For patients whose myeloma produces only free light chains rather than a full antibody, doctors track the ratio between involved and uninvolved light chains instead. A 50% drop in the difference qualifies as a partial response, and a 90% drop qualifies as a very good partial response.

Why the M Spike Matters Beyond Diagnosis

The M spike isn’t just a one-time diagnostic finding. Its behavior over time tells you whether the disease is stable, responding to treatment, or relapsing. A rising M spike after a period of stability is often the earliest sign that myeloma is becoming active again, sometimes appearing months before symptoms return. That early warning gives doctors a window to adjust treatment.

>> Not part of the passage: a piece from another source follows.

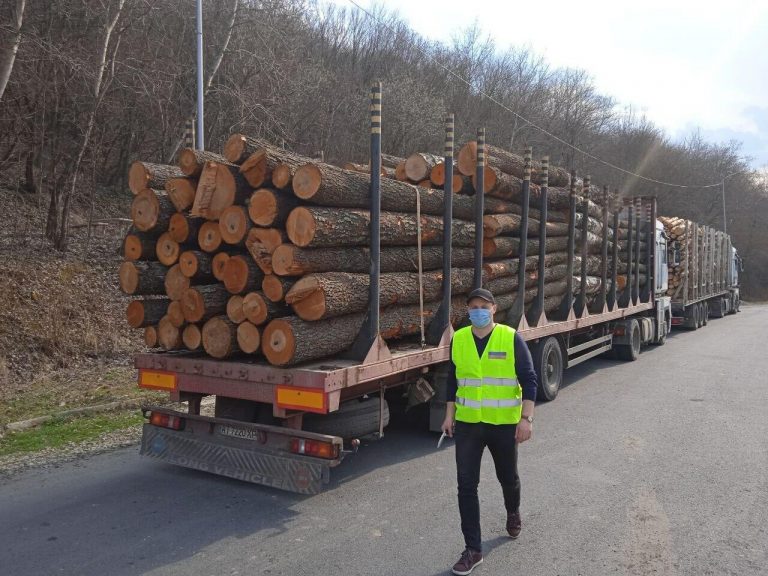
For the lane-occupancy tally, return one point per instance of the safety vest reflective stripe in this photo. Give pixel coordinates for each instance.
(488, 403)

The type and size of the monoclonal protein at diagnosis also factor into risk assessment. Larger spikes at diagnosis generally correlate with a higher burden of disease. The immunoglobulin class matters too: IgA myeloma, for instance, tends to behave differently from IgG myeloma in ways that can influence treatment planning and outlook. Serum free light chain ratios add another layer of prognostic information, particularly in patients whose disease doesn’t produce a large, easily measurable spike on standard electrophoresis.

Because the M spike is so central to managing myeloma, you can expect regular blood draws throughout treatment and long-term follow-up. Understanding what the number represents, and how the benchmarks work, makes it easier to interpret your lab results and have informed conversations about how your treatment is going.